However, the convenient service provided by the smart speaker is mostly the interactive service between the user and the internet, the communication mode of the interactive service is single, the user can only interact with the internet through the smart speaker and can not provide other operations any more, so that the utilization rate of the speaker is low,

disclosure of Invention

In view of the above, the present invention provides a network communication method based on an intelligent speaker, and an intelligent speaker, so as to solve the technical problem in the prior art that an intelligent speaker can only implement single-mode communication with the internet, and the utilization efficiency of the intelligent speaker is not high.

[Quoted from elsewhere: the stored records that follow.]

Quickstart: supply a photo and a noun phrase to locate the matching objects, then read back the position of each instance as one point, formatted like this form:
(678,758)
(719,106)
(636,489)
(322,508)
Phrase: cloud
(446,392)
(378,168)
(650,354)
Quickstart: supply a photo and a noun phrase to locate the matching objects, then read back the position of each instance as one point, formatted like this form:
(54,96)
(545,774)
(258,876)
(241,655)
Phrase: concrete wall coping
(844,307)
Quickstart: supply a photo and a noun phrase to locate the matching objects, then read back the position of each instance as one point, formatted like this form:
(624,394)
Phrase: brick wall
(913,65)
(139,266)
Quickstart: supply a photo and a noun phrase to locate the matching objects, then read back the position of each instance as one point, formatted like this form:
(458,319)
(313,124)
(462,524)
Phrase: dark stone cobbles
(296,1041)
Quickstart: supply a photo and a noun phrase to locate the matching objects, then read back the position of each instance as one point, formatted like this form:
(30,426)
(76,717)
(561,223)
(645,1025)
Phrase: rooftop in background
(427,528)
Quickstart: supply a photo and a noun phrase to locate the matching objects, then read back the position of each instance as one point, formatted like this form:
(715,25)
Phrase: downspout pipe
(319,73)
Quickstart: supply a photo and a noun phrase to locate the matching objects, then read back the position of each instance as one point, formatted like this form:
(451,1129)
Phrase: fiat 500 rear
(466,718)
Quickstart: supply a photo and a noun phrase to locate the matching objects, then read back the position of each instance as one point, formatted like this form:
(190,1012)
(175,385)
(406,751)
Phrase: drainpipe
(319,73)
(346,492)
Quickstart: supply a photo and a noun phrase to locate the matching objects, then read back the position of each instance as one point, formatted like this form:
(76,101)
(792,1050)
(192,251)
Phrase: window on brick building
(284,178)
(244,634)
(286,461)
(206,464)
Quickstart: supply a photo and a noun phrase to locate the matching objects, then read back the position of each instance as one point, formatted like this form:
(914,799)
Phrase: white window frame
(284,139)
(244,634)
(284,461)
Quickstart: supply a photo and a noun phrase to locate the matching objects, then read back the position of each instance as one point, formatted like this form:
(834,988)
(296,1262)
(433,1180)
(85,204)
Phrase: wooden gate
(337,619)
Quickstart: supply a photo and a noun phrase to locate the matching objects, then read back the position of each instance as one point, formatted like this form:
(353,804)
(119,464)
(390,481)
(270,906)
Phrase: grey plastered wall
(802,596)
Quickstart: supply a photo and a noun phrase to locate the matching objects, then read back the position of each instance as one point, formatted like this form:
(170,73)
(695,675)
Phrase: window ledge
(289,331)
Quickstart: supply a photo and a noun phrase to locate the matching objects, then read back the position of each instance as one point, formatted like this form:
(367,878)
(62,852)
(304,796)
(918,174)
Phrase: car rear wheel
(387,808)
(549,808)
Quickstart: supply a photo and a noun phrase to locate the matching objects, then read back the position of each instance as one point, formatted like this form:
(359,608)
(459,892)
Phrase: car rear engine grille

In order to solve the above technical problem, a first aspect of the present invention provides a network communication method based on a smart speaker, which is mainly applied to a first smart speaker, and the method includes:

collecting calling sound of a first user to obtain calling audio data;

identifying the calling audio data to obtain a called identifier;

sending a communication request carrying the called identification to a server side, so that the server side can determine a corresponding second intelligent sound box according to the called identification; establishing network communication connection between the first intelligent sound box and the second intelligent sound box;

and sending the acquired first communication data corresponding to the first user to the second intelligent sound box through the server side so that the second intelligent sound box can output the first communication data.

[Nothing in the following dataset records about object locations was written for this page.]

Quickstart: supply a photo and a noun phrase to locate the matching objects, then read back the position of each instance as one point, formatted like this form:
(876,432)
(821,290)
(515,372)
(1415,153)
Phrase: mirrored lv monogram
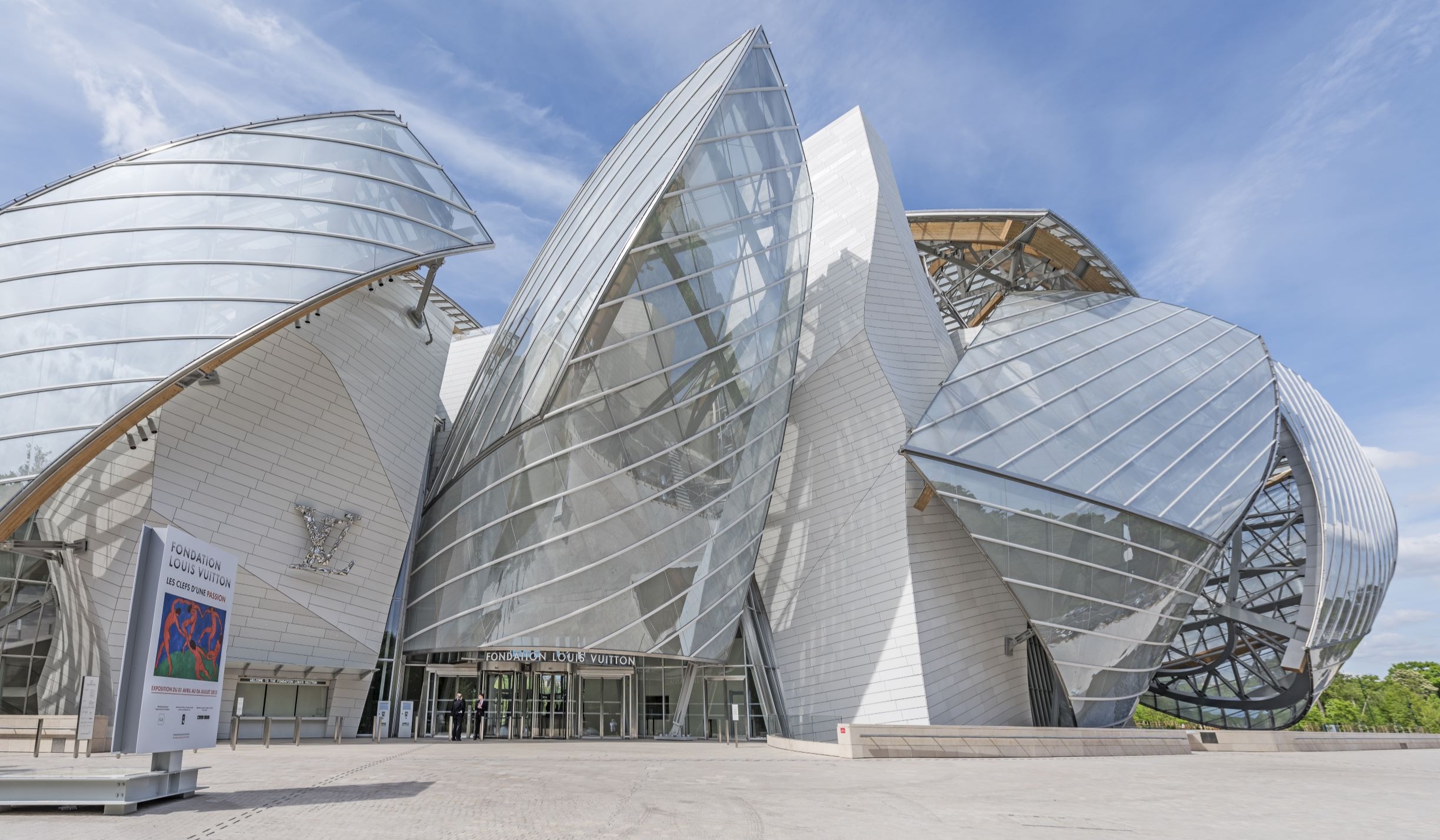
(325,541)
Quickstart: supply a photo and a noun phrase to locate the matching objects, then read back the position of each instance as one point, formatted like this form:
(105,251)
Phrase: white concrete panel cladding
(123,280)
(336,415)
(879,613)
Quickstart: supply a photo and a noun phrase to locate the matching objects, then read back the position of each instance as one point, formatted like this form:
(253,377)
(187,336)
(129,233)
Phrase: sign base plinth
(118,793)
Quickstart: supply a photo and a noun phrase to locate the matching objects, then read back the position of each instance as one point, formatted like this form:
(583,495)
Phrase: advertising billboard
(175,649)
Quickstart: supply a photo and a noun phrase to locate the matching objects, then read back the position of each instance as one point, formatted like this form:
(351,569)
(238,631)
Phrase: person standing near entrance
(457,715)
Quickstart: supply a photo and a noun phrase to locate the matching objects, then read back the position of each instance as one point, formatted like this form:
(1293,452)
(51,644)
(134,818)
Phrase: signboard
(406,716)
(558,656)
(173,668)
(85,724)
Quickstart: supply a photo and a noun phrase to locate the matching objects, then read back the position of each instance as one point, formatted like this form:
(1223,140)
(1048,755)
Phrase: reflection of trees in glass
(35,460)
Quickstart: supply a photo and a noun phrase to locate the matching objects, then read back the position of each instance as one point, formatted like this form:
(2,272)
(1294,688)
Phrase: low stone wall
(1225,741)
(58,734)
(875,741)
(810,747)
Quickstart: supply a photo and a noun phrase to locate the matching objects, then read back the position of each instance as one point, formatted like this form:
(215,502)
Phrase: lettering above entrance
(558,656)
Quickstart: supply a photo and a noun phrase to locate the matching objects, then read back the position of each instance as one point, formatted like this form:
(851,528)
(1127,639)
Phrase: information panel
(175,649)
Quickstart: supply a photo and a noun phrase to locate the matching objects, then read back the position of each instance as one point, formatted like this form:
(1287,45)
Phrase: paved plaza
(641,790)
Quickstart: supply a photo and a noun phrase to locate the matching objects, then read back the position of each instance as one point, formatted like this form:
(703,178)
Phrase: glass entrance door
(551,706)
(605,708)
(724,698)
(442,694)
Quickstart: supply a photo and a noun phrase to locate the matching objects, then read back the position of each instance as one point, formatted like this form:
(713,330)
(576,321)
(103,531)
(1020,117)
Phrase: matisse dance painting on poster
(192,636)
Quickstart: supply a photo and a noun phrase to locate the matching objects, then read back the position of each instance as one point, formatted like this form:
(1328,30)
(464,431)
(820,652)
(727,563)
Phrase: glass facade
(1134,402)
(1305,575)
(28,616)
(116,278)
(1104,588)
(627,514)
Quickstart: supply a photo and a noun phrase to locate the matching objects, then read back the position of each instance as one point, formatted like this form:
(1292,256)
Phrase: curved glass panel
(1135,402)
(1105,590)
(124,274)
(575,265)
(627,515)
(1358,539)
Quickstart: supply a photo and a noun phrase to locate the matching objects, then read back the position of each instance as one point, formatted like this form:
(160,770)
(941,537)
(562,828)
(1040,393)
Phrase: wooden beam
(990,307)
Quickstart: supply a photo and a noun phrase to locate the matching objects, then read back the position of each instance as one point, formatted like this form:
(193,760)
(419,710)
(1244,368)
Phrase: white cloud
(1419,555)
(1391,460)
(1336,92)
(149,78)
(1400,617)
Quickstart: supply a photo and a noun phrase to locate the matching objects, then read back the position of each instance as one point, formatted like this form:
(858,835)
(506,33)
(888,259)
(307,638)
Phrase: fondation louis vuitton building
(754,446)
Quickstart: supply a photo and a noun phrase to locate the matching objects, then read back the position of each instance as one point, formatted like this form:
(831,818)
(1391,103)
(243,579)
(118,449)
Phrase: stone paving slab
(644,790)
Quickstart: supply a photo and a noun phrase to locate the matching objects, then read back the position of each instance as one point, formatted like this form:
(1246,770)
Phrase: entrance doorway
(442,694)
(726,698)
(528,704)
(606,709)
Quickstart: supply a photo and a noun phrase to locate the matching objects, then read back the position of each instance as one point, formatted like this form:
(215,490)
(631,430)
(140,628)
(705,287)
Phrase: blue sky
(1269,164)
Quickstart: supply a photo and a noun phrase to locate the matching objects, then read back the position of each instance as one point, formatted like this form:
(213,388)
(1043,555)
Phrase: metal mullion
(1239,476)
(1030,585)
(34,433)
(641,421)
(1155,405)
(1068,629)
(703,613)
(725,564)
(685,519)
(46,389)
(1079,385)
(591,483)
(631,588)
(150,300)
(323,139)
(734,179)
(307,168)
(179,263)
(712,270)
(594,524)
(771,130)
(554,273)
(1056,341)
(1047,521)
(1106,404)
(685,362)
(1102,668)
(124,341)
(1058,366)
(219,195)
(690,320)
(1206,437)
(716,226)
(1078,561)
(178,228)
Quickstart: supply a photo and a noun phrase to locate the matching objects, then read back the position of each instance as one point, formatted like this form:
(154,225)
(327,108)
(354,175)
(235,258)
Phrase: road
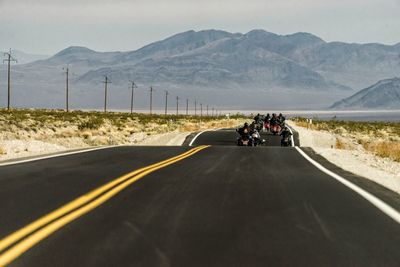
(215,206)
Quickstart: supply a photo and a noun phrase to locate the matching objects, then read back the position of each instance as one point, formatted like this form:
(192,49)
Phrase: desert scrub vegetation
(80,128)
(380,138)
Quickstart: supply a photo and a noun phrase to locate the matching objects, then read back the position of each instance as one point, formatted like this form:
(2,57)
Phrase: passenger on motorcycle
(267,118)
(286,137)
(274,120)
(281,119)
(245,130)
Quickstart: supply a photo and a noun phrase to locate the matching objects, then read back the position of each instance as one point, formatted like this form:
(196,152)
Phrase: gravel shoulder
(357,160)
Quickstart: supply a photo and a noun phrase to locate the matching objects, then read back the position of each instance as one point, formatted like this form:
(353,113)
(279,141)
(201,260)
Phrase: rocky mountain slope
(383,95)
(252,70)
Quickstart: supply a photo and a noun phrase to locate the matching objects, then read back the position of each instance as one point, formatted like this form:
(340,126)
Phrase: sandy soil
(354,159)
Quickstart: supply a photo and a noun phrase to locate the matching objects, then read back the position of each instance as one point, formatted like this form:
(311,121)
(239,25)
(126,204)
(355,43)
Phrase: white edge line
(385,208)
(291,137)
(197,135)
(55,156)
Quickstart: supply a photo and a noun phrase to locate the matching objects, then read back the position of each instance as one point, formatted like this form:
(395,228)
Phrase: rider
(274,120)
(281,119)
(286,134)
(267,118)
(244,130)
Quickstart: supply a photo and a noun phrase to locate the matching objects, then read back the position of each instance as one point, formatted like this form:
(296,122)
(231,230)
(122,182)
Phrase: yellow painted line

Preferably, the sending the acquired first communication data corresponding to the first user to the second smart sound box through the server, so that the second smart sound box outputs the first communication data includes:

collecting the call sound of the first user to obtain first communication data;

and sending the first communication data to the second intelligent sound box through the server side so that the second intelligent sound box can output the communication data.

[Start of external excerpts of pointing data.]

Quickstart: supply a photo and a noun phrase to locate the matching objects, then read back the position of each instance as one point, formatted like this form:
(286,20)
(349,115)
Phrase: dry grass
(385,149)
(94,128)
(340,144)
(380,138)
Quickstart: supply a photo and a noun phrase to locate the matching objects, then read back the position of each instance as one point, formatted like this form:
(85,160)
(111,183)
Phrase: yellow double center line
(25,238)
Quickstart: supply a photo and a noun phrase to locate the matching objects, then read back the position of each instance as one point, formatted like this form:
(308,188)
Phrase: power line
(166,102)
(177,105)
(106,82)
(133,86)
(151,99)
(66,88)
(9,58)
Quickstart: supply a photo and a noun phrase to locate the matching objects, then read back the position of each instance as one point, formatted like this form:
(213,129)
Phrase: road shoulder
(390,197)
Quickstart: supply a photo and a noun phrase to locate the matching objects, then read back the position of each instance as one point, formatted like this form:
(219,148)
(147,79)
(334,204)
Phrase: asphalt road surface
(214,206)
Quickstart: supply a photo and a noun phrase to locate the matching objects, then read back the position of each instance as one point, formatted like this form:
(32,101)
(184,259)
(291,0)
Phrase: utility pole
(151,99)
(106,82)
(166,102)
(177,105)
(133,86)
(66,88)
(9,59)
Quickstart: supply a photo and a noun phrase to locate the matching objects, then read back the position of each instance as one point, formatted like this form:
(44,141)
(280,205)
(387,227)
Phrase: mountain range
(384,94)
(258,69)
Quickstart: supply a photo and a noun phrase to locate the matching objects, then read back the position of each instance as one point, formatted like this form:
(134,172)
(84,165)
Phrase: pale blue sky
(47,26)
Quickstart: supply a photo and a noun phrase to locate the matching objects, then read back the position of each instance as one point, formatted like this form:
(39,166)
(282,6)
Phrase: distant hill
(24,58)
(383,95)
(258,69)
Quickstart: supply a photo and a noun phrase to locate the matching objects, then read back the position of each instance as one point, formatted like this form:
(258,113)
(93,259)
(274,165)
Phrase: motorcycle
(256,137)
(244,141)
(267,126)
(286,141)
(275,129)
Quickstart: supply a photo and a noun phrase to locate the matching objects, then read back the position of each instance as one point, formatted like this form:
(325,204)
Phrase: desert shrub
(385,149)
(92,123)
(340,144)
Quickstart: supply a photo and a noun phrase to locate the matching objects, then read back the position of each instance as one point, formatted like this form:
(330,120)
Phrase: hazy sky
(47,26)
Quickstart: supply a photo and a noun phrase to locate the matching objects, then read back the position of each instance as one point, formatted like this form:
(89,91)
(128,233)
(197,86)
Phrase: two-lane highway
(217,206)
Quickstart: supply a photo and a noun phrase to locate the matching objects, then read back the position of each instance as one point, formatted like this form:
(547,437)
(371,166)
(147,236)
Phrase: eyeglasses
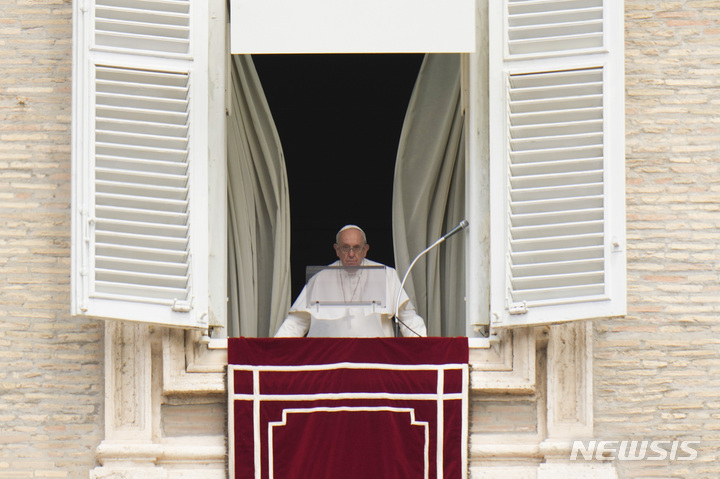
(347,248)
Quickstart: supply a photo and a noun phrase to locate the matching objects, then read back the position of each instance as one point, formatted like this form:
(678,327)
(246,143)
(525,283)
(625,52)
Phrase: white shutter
(139,161)
(556,161)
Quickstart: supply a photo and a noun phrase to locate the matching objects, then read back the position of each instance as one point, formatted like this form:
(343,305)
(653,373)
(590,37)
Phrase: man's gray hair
(350,227)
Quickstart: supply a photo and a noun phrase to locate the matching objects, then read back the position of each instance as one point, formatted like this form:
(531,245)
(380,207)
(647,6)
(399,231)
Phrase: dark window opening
(339,119)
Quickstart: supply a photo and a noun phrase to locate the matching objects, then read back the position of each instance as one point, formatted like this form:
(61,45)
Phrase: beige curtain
(428,196)
(258,210)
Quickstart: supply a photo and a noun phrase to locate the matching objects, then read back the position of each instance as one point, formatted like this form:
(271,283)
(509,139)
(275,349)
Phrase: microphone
(461,226)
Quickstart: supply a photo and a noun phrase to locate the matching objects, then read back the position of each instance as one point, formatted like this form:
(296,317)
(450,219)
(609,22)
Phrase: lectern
(351,408)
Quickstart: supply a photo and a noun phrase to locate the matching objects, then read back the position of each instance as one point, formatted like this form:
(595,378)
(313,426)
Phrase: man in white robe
(349,289)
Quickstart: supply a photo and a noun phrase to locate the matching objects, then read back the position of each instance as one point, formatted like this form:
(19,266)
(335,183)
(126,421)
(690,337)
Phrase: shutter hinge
(182,306)
(518,308)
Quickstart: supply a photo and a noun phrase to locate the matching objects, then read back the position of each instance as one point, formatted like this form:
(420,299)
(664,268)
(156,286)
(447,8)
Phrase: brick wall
(657,371)
(51,384)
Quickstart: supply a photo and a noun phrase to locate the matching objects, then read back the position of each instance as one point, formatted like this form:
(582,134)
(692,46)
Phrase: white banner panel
(352,26)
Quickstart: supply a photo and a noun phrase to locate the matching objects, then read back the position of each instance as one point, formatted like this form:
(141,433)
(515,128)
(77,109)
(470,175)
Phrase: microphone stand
(461,226)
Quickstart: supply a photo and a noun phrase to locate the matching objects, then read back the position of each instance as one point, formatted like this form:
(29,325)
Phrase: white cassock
(345,310)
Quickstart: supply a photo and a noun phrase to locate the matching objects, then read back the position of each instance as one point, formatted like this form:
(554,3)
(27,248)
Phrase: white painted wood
(557,162)
(140,156)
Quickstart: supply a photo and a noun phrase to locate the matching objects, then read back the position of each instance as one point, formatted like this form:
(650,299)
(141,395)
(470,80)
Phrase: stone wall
(657,371)
(51,366)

Preferably, the first smart sound box is configured with a video capture component;

the sending the acquired first communication data corresponding to the first user to the second intelligent sound box through the server side so that the second intelligent sound box outputs the first communication data comprises:

acquiring video data of the first user through the video acquisition assembly to obtain first communication data;

and sending the first communication data to the second intelligent sound box through the server so that the second intelligent sound box can output the first communication data.

Preferably, the method further comprises:

receiving second communication data sent by the server; the second communication data are collected by the second intelligent sound box;

outputting the second communication data;

wherein the second communication data comprises video data; the first intelligent sound box is provided with a projection component;

the outputting the second communication data comprises:

projecting the video data through the projection assembly;

alternatively, the second communication data comprises audio data; the first intelligent sound box is provided with an audio playing component;

the outputting the second communication data comprises:

and playing the audio data through the audio playing component.

The second aspect of the present invention provides a network communication method based on a smart speaker, where the method includes:

establishing network communication connection with the first intelligent sound box through a server;

receiving first communication data which are sent by a server and correspond to the first user and acquired by the first intelligent sound box;

and outputting the first communication data.

A third aspect of the present invention provides a smart sound box, including: a processor, a memory coupled to the processor;

the memory is to store one or more computer instructions, wherein the one or more computer instructions are for the processor to invoke for execution;

the processor is configured to:

collecting calling sound of a first user to obtain calling audio data;

identifying the calling audio data to obtain a called identifier;

Preferably, the processor sends the acquired first communication data corresponding to the first user to the second smart sound box through the server, so that the second smart sound box outputs the first communication data specifically:

collecting the call sound of the first user to obtain first communication data;

the sending, by the processor, the acquired first communication data corresponding to the first user to the second smart sound box through the server specifically includes:

acquiring video data including the first user through the video acquisition assembly to obtain first communication data;

and sending the first communication data to the second intelligent sound box through the server so as to enable the second audio to output the first communication data.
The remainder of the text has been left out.